Cyber safety mum is SA's award nominee

Written By Unknown on Selasa, 22 Januari 2013 | 21.29

IN recent years Sonya Ryan's life has been filled with grief and despair as she coped with the murder of her 15-year-old daughter Carly.

But instead of turning away from society, the Adelaide woman has worked tirelessly to prevent the same thing happening to other young Australians.

Ms Ryan established the Carly Ryan Foundation to promote internet safety through presentations in schools and universities and to support victims of cyber crime.

It is that work which has resulted in her being named the South Australian of the Year for 2013.

She says what happened to her daughter can happen to anyone.

"People that groom the young online are manipulating and controlling.
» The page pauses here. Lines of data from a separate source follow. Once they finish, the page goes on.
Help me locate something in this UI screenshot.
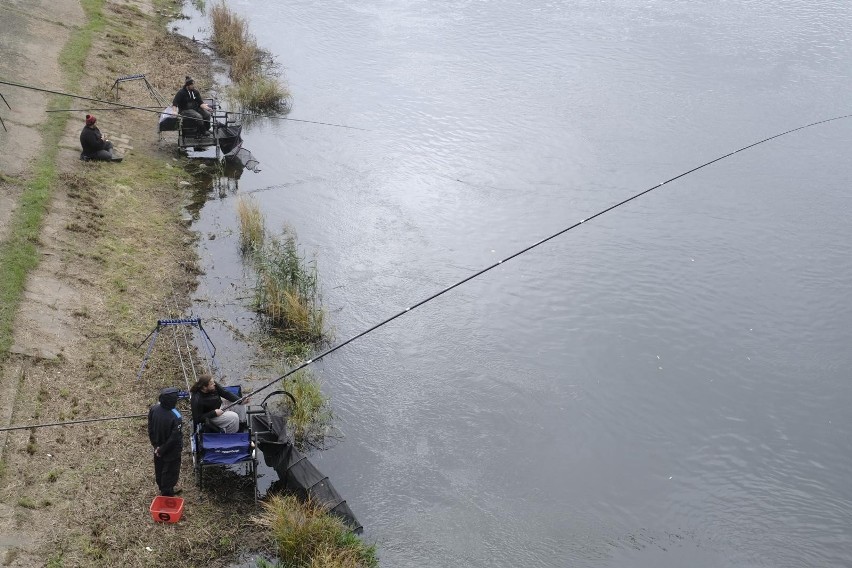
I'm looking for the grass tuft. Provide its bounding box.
[237,196,266,254]
[282,369,334,449]
[258,495,378,568]
[254,229,326,343]
[210,1,291,112]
They know exactly how to target a child," Ms Ryan says.

"They become the most important person in that child's life, then use that trust to do whatever they like to their victim."

In the case of her daughter, the pedophile was Garry Francis Newman, a middle-aged Victorian man who is serving a minimum of 29 years for murder.

In 2007 Newman used a cyberspace alter-ego, "Brandon Kane", to communicate with Carly after meeting her through a gothic vampire website.

The teenager fell in love with the fictitious guitarist who portrayed himself as a member of the "emo" subculture.

But when Newman, posing as Brandon Kane's father, travelled to Adelaide in February 2007 in a bid to fulfil his sexual fantasies, Carly rejected his advances.

Evidence at the trial revealed she had been bashed, suffocated and placed in the water at Port Elliott, south of Adelaide, where she drowned.

As part of her ongoing campaign Ms Ryan wants online safety to become a compulsory component of the national education curriculum.

She has also thrown her support behind proposed new federal laws that would make it illegal for adults to lie online about their age to meet children.

Independent senator Nick Xenophon plans to introduce legislation into parliament when it resumes in February to reform existing grooming laws.

Called Carly's Law, after Ms Ryan's daughter, the legislation is expected to be referred to a Senate inquiry.

"The problem with current grooming laws is that the police have to prove the predator has contacted the child with a sexual purpose," Senator Xenophon says.

"This reform will make it much easier to protect children."